しかし私の感覚では、米不足を訴える地域にかなり差がありました。冒頭の四国の親戚も言っていましたが、「米不足だったのはおおむね関西の人だった」とのこと。テレビのコメントでも大抵は関西の主婦などの様子を報じていますが、確かに買い溜めに走りがちな県民性と言えるでしょう。

 また、商売人の多い地域なので、店頭に出し惜しみをして値上げをする「関西商法」が行われていたことも考えられます(私も関西人なのでよくわかります)。在庫を全部放出して店頭になくなる危険は冒さず、少しずつ店頭に……というのが関西の流通事情だと推測できます(3倍に値上げしていたという店もあったそうです)。今回、これは首都圏にも見られた傾向です。

流通ルートが全て滞っているのか、
それともわざと止められているのか

 米の流通は、他の食品に比べて少し特殊です。まず生産者からJA(農協)へ。そこから卸売業者にわたり、スーパーや小売店に並べられます。統計的には米不足ではないはずなので、こうした流通ルートのいずれか、もしくは全てが滞っているか、わざと流通が止められているか、どうもそれが原因だったようです。

 というのは、多くの人々の記憶に残る1993年の「平成の米騒動」のときは、作況指数が74%と令和とは桁違いに不作で、本当に深刻な品不足が起きたからです。今回は全体的な数字から見ても、どこにも品薄になる理由がないのです。

 それに、本気で品薄を解消する気があるなら、スーパーなどの販売期限を変えればいいはずです。フードロスを調査する井出留美さんのレポートによると「おおむね精米から1カ月~40、50日で米が商品棚から撤去されている」といいます。賞味期限表示のある米の消費期限は6カ月~1年程度なのに、この販売期限は短か過ぎます。「販売期限を過ぎると、捨てるか、従業員に安く売るか、寄付するか、コメ納入業者に返品して外食産業へ回している」そうなのです。

 この基準を変えれば、本当に米が食べられなくて困っている人の品薄はかなり防げたはず。そういう手段をとったスーパーの話もなかったので、つまりは品薄状態を本気で解決しようという気持ちが流通・小売り側になかったのだと思います。

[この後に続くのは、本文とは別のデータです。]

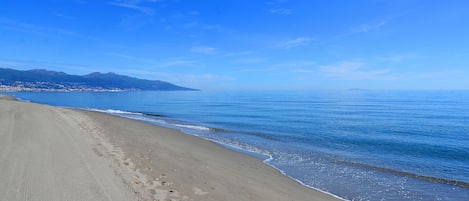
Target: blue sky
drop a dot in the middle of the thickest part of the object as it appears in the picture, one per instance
(245, 44)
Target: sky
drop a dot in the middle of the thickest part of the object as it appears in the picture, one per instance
(245, 44)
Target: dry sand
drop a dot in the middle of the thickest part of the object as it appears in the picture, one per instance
(51, 153)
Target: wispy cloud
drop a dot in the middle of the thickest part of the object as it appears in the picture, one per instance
(14, 25)
(297, 42)
(364, 28)
(204, 50)
(276, 7)
(369, 27)
(137, 5)
(349, 70)
(280, 11)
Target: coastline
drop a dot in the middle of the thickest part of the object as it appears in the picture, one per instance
(157, 163)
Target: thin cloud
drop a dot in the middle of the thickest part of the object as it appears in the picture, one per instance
(364, 28)
(14, 25)
(204, 50)
(136, 5)
(369, 27)
(353, 71)
(277, 8)
(297, 42)
(281, 11)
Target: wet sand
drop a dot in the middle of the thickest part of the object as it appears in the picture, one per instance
(52, 153)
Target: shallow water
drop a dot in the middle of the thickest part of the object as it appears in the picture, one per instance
(359, 145)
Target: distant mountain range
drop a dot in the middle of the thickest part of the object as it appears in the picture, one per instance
(45, 80)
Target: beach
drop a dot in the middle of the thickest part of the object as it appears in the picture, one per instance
(53, 153)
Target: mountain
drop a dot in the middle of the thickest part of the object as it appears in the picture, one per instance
(45, 80)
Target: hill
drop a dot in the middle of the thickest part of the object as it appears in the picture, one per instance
(45, 80)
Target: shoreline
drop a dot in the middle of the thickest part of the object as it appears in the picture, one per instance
(162, 163)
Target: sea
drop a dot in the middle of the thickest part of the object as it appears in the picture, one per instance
(354, 144)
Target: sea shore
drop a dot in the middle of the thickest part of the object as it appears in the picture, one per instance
(53, 153)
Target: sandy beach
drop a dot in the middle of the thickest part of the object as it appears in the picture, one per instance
(53, 153)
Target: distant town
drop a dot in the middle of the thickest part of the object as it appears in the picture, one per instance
(19, 86)
(40, 80)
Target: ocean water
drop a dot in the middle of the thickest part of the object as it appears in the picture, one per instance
(356, 144)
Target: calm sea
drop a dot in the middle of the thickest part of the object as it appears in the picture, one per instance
(356, 144)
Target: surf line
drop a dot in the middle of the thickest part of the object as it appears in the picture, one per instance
(408, 174)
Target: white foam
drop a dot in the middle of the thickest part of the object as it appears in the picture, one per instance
(111, 111)
(195, 127)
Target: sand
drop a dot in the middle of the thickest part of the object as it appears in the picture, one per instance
(52, 153)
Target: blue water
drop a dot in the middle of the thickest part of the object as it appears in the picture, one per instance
(356, 144)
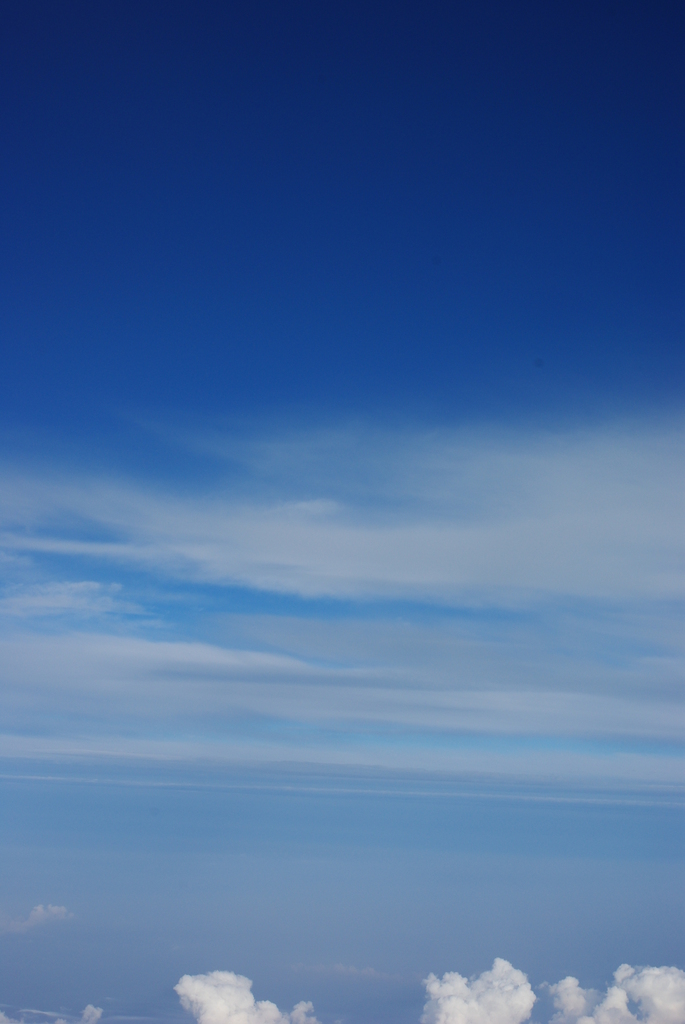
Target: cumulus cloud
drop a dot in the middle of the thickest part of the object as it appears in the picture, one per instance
(224, 997)
(501, 995)
(658, 993)
(39, 915)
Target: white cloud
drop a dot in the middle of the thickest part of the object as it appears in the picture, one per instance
(39, 915)
(502, 995)
(657, 991)
(224, 997)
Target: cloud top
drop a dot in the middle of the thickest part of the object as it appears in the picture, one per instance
(501, 995)
(224, 997)
(657, 991)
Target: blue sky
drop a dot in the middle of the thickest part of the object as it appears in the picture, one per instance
(341, 511)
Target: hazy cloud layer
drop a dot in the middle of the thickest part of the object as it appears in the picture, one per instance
(501, 995)
(90, 1015)
(39, 915)
(430, 515)
(556, 554)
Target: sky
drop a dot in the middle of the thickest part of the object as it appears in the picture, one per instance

 ただし、今回はこの程度の騒動で済みましたが、これからは今年のような異常気象が常態化し、常に米の成長が阻害され、水田が水害にやられる可能性があります。この対策こそ急ぐべきでしょう。「国はそろそろ減反政策をやめて、米の増産をはかるべきではないか」と緊急提言するのは、制度・規制改革学会の農業林業分科会会長を勤める山下一仁・キヤノングローバル戦略研究所 研究主幹を中心とする識者たちです。

 減反政策は2018年、当時の安倍政権によって廃止され、農家は地域の需要と供給を見据えながら、自らの経営判断で米の生産と販売を行うことになりました。しかし山下氏は、メディアで「廃止したのはコメの生産数量目標だけで、生産を減らせば補助金を出すという減反政策の本丸は残ったままである」と主張しています。つまり、実質的には減反政策はいまだに続いているというわけです。